Но стричь волосы? Да еще при Алексее Михайловиче их повелевали ни в коем случае не стричь. Ведь «стричь» — значит носить короткую прическу. А наша аристократия исстари имела обыкновение брить голову до синевы. И редко кто ходил, по западному обычаю, с длинными волосами или с подстриженными. Обычай, касающийся бритья головы, пережил Федора Алексеевича.
Сабля или шпага, прикрепленная на боку, определенно вошла у русского дворянства в моду в 1680-х годах — прежде под одеждой носили длинные ножи. Но источники не позволяют сказать точно: произошло это на последнем отрезке царствования Федора Алексеевича или уже после Стрелецкого бунта 1682 года. Возможно, влиянию царицы Агафьи приписали обычай, который наша знать заимствовала и без нее.
Совершенно точно эта государыня повлияла на русский женский наряд. Она не имела в гардеробе охабней и почти не носила традиционных круглых шапок, предпочитая первым шубы и «телогреи», а вторым — «треухи». Вслед за нею некоторые знатные женщины стали наряжаться именно так. Но в женском тереме перемена происходила значительно медленнее, нежели в царских палатах. Княгини и боярыни не торопились следовать новой моде, ей поддались немногие.

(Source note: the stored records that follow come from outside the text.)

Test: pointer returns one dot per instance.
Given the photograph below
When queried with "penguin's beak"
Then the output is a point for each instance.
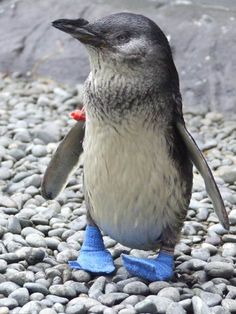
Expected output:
(80, 30)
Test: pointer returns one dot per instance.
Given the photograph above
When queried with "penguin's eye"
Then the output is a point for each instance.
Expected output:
(122, 38)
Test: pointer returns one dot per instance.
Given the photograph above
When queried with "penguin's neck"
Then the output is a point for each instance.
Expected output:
(115, 96)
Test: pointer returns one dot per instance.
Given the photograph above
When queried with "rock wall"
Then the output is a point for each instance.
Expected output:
(202, 34)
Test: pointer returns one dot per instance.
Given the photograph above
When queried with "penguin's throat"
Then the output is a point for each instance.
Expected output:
(115, 96)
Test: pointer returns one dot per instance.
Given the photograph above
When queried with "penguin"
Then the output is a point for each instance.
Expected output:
(138, 154)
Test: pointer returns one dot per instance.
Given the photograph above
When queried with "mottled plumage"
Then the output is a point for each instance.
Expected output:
(137, 152)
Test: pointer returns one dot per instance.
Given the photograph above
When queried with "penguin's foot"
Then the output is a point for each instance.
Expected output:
(160, 268)
(93, 255)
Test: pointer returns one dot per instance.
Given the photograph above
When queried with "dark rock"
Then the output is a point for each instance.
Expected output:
(204, 55)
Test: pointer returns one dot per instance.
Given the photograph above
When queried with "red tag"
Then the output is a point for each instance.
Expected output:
(78, 115)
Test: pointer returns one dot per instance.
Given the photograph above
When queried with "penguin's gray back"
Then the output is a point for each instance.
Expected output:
(135, 188)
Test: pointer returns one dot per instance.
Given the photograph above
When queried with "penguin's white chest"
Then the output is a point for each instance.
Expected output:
(130, 180)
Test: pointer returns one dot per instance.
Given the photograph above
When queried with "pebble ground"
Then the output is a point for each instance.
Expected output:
(38, 237)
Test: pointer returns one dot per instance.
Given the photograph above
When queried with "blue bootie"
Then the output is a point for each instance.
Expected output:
(93, 255)
(160, 268)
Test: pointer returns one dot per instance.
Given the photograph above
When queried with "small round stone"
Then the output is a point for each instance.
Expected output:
(170, 293)
(230, 305)
(47, 311)
(21, 295)
(39, 151)
(136, 287)
(36, 240)
(146, 306)
(219, 269)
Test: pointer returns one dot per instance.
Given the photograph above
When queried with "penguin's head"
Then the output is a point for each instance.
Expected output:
(122, 38)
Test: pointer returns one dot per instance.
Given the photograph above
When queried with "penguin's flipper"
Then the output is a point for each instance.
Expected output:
(200, 163)
(63, 162)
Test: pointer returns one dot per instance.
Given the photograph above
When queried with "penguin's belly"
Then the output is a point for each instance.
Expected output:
(133, 186)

Польскую одежду государь Федор Алексеевич вполне мог полюбить, а с 1679 года, без сомнений, иногда носил ее: источники свидетельствуют об этом неоспоримо[127]. Его родные — полюбили определенно. Да и дворянство русское вскоре после смерти Федора Алексеевича принялось носить польское платье с большой приятностью.
Но ни в одном источнике русского происхождения, пересказывающем содержание указа про охабни от 22 октября 1680 года, ничего не говорится о смене старой русской одежды на польскую! В частности, «польские кунтуши» не упоминаются ни единым словом.
Вот, например, отрывок из воспоминаний, сохранившихся в одном рукописном сборнике XVIII века: «Сей царь Феодор Алексеевич переменил древнее Российское платье охабни и протчее и велел носить мущинам кафтаны, а женщинам шубы и телогрейки и треухи, а не шапки»[128]. Звучит совсем иначе, нежели в том летописном памятнике, который цитировался в самом начале главы. Во-первых, сохранилась историческая память о нескольких (как минимум двух) указах Федора Алексеевича — о мужском платье и о женском. Во-вторых, здесь смысл указа, запрещающего охабни, — совсем иной. Охабни заменили просто кафтанами, а не какими-нибудь особенными кафтанами «не на подъем».
И — ничего о «кунтушах».
В начале 1990-х годов историк П.В. Седов наконец-то ввел в научное обращение текст самого указа. А это, разумеется, гораздо более ценно, нежели самый качественный летописный пересказ.
На Казанскую — большой церковный праздник, имевший, ко всему прочему, особое почитание у Романовых[129], — государь после обсуждения с Боярской думой указал: «С сего времени стольником и стряпчим, и дворяном московским, и дьяком и жильцом[130], и всяких чинов служилым людем носить служилое платье ферезеи и кафтаны долгополые для того: по его, великого государя, указу они… бывают на его государевых службах в полкех носят ферезеи и кафтаны и иное служилое платье, а к Москве приехав вместо того служилого платья носят городовое платье охобни и иное и в той перемене чинятца им убытки большие и для того то городовое платье охабни и иное отставить, чтоб впредь вышеписанных и иных чинов служилым людем в том убытков не было, а коротких кафтанов и чекменей никому не носить не которыми делы, а носить всем то служилое платье и в город всем выехать с воскресенья октября с 24-го числа»[131].